Here is one approach that you can follow:
Create a DatetimeIndex
object from the Release_Date column.
Grab all the years from the DatetimeIndex
object using the .year
property.
Use floor division //
to convert the year data to the decades of the films.
Add the decades as a Decade
column to the data_clean
DataFrame.
.
.
..
...
..
.
.
Solution: Using Floor Division to Convert Years to Decades
To create a DatetimeIndex, we just call the constructor and provide our release date column as an argument to initialise the DatetimeIndex object. Then we can extract all the years from the DatetimeIndex.
dt_index = pd.DatetimeIndex(data_clean.Release_Date) years = dt_index.year
Now, all we need to do is convert the years to decades. For that, we will use floor division (aka integer division).
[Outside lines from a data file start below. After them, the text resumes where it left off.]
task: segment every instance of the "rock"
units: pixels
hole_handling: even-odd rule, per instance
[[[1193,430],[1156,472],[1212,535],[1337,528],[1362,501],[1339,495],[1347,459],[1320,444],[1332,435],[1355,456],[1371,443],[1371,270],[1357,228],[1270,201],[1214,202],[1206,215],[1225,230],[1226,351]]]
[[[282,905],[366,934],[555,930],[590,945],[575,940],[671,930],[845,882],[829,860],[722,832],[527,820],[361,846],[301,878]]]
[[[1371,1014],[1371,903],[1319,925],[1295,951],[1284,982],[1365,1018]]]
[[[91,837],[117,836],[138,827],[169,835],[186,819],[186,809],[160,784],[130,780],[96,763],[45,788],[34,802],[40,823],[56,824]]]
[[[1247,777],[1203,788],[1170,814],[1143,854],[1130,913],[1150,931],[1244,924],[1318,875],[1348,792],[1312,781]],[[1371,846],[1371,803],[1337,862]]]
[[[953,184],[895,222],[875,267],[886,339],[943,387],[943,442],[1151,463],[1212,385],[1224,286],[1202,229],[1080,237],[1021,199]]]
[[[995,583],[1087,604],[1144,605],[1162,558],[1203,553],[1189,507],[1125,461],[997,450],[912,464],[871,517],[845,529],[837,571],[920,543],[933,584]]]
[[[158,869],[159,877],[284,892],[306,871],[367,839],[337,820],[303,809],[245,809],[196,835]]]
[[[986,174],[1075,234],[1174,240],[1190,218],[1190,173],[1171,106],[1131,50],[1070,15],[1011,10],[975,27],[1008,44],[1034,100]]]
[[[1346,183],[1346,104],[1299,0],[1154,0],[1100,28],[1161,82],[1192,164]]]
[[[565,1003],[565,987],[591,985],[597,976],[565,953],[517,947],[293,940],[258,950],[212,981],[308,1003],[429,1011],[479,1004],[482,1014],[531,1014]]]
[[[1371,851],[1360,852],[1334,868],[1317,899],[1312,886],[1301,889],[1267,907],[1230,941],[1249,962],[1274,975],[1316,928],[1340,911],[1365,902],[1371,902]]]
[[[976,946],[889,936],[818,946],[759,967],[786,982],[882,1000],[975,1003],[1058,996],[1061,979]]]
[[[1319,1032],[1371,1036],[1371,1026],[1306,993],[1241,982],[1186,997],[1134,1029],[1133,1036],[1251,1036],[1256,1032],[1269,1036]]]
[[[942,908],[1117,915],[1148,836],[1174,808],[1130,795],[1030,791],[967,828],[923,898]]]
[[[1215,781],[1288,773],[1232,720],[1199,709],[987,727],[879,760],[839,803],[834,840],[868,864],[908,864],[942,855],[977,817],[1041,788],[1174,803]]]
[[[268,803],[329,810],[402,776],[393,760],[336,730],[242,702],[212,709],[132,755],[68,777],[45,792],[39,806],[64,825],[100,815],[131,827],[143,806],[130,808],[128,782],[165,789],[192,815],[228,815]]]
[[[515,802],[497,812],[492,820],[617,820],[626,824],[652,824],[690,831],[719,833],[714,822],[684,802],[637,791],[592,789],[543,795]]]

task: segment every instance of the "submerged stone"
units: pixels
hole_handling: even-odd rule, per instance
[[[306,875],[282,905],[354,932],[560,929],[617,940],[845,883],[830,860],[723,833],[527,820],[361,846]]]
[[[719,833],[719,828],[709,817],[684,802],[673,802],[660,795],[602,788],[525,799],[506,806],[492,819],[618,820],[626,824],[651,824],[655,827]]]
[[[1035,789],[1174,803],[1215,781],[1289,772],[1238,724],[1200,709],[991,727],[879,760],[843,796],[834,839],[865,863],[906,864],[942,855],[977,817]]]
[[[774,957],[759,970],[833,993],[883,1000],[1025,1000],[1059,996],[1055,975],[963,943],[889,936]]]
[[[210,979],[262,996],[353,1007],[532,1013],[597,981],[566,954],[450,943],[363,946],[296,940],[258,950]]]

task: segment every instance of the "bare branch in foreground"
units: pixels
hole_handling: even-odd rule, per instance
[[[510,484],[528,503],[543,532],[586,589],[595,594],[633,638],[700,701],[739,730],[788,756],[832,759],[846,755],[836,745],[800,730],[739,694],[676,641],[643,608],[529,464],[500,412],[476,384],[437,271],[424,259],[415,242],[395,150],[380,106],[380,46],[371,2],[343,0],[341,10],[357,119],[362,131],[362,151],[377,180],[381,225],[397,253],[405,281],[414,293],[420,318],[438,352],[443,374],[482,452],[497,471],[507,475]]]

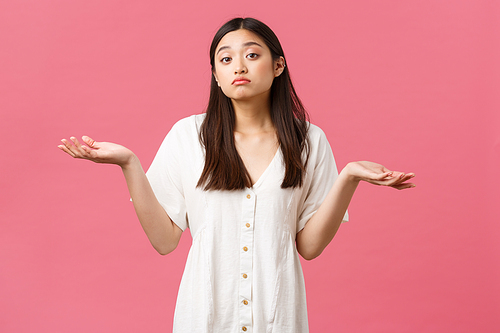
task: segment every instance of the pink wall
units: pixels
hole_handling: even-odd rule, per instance
[[[171,330],[189,233],[161,257],[119,168],[56,146],[87,134],[149,166],[203,111],[210,40],[238,15],[280,37],[339,167],[417,174],[361,185],[304,262],[311,332],[497,331],[500,4],[463,0],[0,2],[0,331]]]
The difference to regular division is that the result is effectively rounded down.
5.0 / 2 # output: 2.5 5.0 // 2 # output: 2.0
In our case, we will use the floor division by 10 and then multiplication by 10 to convert the release year to the release decade:
We can do this for all the years and then add the decades back as a column.
decades = years//10*10 data_clean['Decade'] = decades
Create two new DataFrames: old_films
and new_films
old_films
should include all the films before 1970 (up to and including 1969)
new_films
should include all the films from 1970 onwards
How many of our films were released prior to 1970?
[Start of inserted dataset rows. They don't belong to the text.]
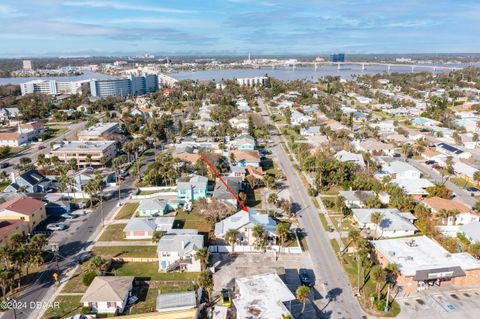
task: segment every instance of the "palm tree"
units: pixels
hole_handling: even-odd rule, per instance
[[[283,246],[285,239],[290,233],[290,225],[287,223],[278,223],[276,227],[277,236],[280,238],[280,246]]]
[[[383,215],[380,212],[373,212],[372,215],[370,216],[370,221],[374,223],[377,226],[377,228],[380,226],[382,235],[383,235],[383,227],[381,227],[382,219],[383,219]]]
[[[267,202],[271,205],[274,205],[278,200],[278,195],[275,193],[271,193],[268,195]]]
[[[108,268],[109,262],[100,256],[94,256],[90,260],[89,268],[98,275],[102,275]]]
[[[450,216],[450,211],[448,209],[442,208],[438,211],[438,217],[442,219],[442,224],[448,224],[448,217]]]
[[[478,187],[478,184],[480,182],[480,171],[475,171],[475,173],[473,173],[473,180],[477,182],[477,187]]]
[[[196,260],[200,261],[200,265],[202,267],[202,270],[205,270],[207,268],[208,264],[208,257],[210,257],[210,254],[208,252],[208,249],[206,247],[200,248],[195,252],[194,255]]]
[[[212,298],[213,278],[212,274],[208,270],[200,272],[197,278],[197,284],[200,288],[203,288],[208,295],[208,301]]]
[[[236,229],[229,229],[225,234],[225,241],[232,246],[232,253],[235,251],[235,243],[237,242],[239,231]]]
[[[387,275],[386,275],[387,283],[389,283],[387,285],[388,290],[387,290],[387,300],[386,300],[386,307],[388,308],[389,306],[388,297],[390,295],[390,286],[393,287],[397,283],[397,278],[400,275],[400,269],[398,268],[397,264],[389,263],[387,267],[385,267],[385,270],[387,271]]]
[[[380,283],[386,280],[386,272],[381,266],[375,265],[372,267],[370,276],[375,281],[375,293],[377,295],[377,300],[380,300]]]
[[[305,311],[305,305],[307,304],[308,296],[310,295],[310,288],[307,286],[299,286],[295,291],[298,301],[302,303],[302,311],[300,312],[300,317]]]
[[[257,248],[265,247],[265,228],[262,225],[255,225],[252,228],[252,236],[255,237],[255,246]]]

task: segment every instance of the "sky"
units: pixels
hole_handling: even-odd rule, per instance
[[[0,56],[478,53],[478,0],[1,0]]]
What was the most expensive film made prior to 1970?
.
.
..
...
..
.
.
Solution: Separate the films made before and after 1970
Now that we have our Decades column we can use it to create subsets of our data.
old_films = data_clean[data_clean.Decade <= 1960] new_films = data_clean[data_clean.Decade > 1960]
The cut-off for our calculation is 1960 in the Decade column because this will still include 1969. When we inspect our old_films DataFrame we see that it only includes 153 films. As we saw in the bubble chart, the bulk of films in the dataset have been released in the last 30 years.
The most expensive film prior to 1970 was Cleopatra, with a production budget of $42 million. That's some serious 1960s money, and judging by the trailer, a lot of it went into extravagant costumes, set design, and plenty of extras. Impressive.